Description
I tried my rawloader performance regression tests with 1.30:
http://chimper.org/rawloader-rustc-benchmarks/
http://chimper.org/rawloader-rustc-benchmarks/version-1.30.0.html
Besides the several formats that have been regressed since 1.25 because of #53340 there was a new regression of ~17% in a single file.
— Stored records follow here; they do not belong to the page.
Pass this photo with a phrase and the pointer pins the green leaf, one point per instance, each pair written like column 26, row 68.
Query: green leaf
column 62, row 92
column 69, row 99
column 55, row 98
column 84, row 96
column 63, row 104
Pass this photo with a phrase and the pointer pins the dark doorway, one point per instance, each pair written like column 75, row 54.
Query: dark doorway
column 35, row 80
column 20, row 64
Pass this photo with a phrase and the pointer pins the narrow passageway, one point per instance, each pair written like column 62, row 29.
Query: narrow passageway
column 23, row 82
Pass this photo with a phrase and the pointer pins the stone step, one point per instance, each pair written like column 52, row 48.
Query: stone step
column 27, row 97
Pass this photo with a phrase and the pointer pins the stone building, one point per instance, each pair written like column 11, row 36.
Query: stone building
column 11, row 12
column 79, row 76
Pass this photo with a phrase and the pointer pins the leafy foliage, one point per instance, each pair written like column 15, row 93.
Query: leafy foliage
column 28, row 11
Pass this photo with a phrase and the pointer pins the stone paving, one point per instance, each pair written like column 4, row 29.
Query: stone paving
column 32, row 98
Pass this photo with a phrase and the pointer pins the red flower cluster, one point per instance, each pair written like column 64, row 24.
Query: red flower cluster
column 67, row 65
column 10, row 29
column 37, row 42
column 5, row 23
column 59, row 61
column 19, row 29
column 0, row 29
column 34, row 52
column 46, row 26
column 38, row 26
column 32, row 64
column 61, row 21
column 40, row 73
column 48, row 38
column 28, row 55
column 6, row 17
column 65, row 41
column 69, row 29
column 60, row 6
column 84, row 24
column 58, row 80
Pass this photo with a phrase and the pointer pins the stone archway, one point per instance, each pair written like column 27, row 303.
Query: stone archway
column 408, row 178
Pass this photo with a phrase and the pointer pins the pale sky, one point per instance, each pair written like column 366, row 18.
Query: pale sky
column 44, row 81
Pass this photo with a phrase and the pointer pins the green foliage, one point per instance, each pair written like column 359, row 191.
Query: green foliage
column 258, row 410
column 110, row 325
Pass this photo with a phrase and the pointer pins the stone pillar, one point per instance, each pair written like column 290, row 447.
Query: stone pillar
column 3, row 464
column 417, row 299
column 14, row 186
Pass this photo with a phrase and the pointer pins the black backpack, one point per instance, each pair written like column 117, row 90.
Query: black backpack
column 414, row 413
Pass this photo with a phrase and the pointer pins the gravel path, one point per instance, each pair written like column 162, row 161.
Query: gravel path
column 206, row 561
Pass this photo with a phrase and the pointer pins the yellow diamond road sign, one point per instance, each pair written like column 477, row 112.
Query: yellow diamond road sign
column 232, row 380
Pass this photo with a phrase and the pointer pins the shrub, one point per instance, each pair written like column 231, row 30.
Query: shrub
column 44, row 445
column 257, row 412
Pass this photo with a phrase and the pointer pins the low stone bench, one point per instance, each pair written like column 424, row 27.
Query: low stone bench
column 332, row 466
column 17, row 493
That corresponded to a specific section of code that decodes YUV format to RGB. Here's a minimized version
fn clampbits(val: i32, bits: u32) -> i32 {
let temp = val >> bits;
if temp != 0 {
!temp >> (32-bits)
} else {
val
}
}
fn decode_snef_compressed(buf: &[u8], width: usize, height: usize, coeffs: [f32;3]) -> Vec<u16> {
let mut out: Vec<u16> = vec![0; width*height*3];
let inv_wb_r = (1024.0 / coeffs[0]) as i32;
let inv_wb_b = (1024.0 / coeffs[2]) as i32;
for (o, i) in out.chunks_mut(6).zip(buf.chunks(6)) {
let g1: u16 = i[0] as u16;
let g2: u16 = i[1] as u16;
let g3: u16 = i[2] as u16;
let g4: u16 = i[3] as u16;
let g5: u16 = i[4] as u16;
let g6: u16 = i[5] as u16;
let y1 = (g1 | ((g2 & 0x0f) << 8)) as f32;
let y2 = ((g2 >> 4) | (g3 << 4)) as f32;
let cb = (g4 | ((g5 & 0x0f) << 8)) as f32 - 2048.0;
let cr = ((g5 >> 4) | (g6 << 4)) as f32 - 2048.0;
let r = clampbits((y1 + 1.370705 * cr) as i32, 12) as u16;
let g = clampbits((y1 - 0.337633 * cb - 0.698001 * cr) as i32, 12) as u16;
let b = clampbits((y1 + 1.732446 * cb) as i32, 12) as u16;
// invert the white balance
o[0] = clampbits((inv_wb_r * r as i32 + (1<<9)) >> 10, 15) as u16;
o[1] = g;
o[2] = clampbits((inv_wb_b * b as i32 + (1<<9)) >> 10, 15) as u16;
let r = clampbits((y2 + 1.370705 * cr) as i32, 12) as u16;
let g = clampbits((y2 - 0.337633 * cb - 0.698001 * cr) as i32, 12) as u16;
let b = clampbits((y2 + 1.732446 * cb) as i32, 12) as u16;
// invert the white balance
o[3] = clampbits((inv_wb_r * r as i32 + (1<<9)) >> 10, 15) as u16;
o[4] = g;
o[5] = clampbits((inv_wb_b * b as i32 + (1<<9)) >> 10, 15) as u16;
}
out
}
fn main() {
let width = 5000;
let height = 4000;
let mut buffer: Vec<u8> = vec![0; width*height*3];
// Make sure we don't get optimized out by writing some data into the buffer
for (i, val) in buffer.chunks_mut(1).enumerate() {
val[0] = i as u8;
}
for _ in 0..30 {
decode_snef_compressed(&buffer, width, height, [2.0, 1.0, 1.5]);
}
}
I'm running this on my machine across versions with opt-level=3
and taking the median of 5 runs:
snef_compressed : 1.20.0 BASE 6.96
snef_compressed : 1.21.0 OK 6.95 (-0%)
snef_compressed : 1.22.1 OK 6.92 (-0%)
snef_compressed : 1.23.0 OK 6.93 (-0%)
snef_compressed : 1.24.1 OK 6.94 (-0%)
snef_compressed : 1.25.0 OK 7.14 (+2%)
snef_compressed : 1.26.2 OK 7.09 (+1%)
snef_compressed : 1.27.2 OK 7.07 (+1%)
snef_compressed : 1.28.0 OK 7.14 (+2%)
snef_compressed : 1.29.2 OK 7.01 (+0%)
snef_compressed : 1.30.0 FAIL 7.37 (+5%)
snef_compressed : beta FAIL 7.32 (+5%)
snef_compressed : nightly FAIL 7.27 (+4%)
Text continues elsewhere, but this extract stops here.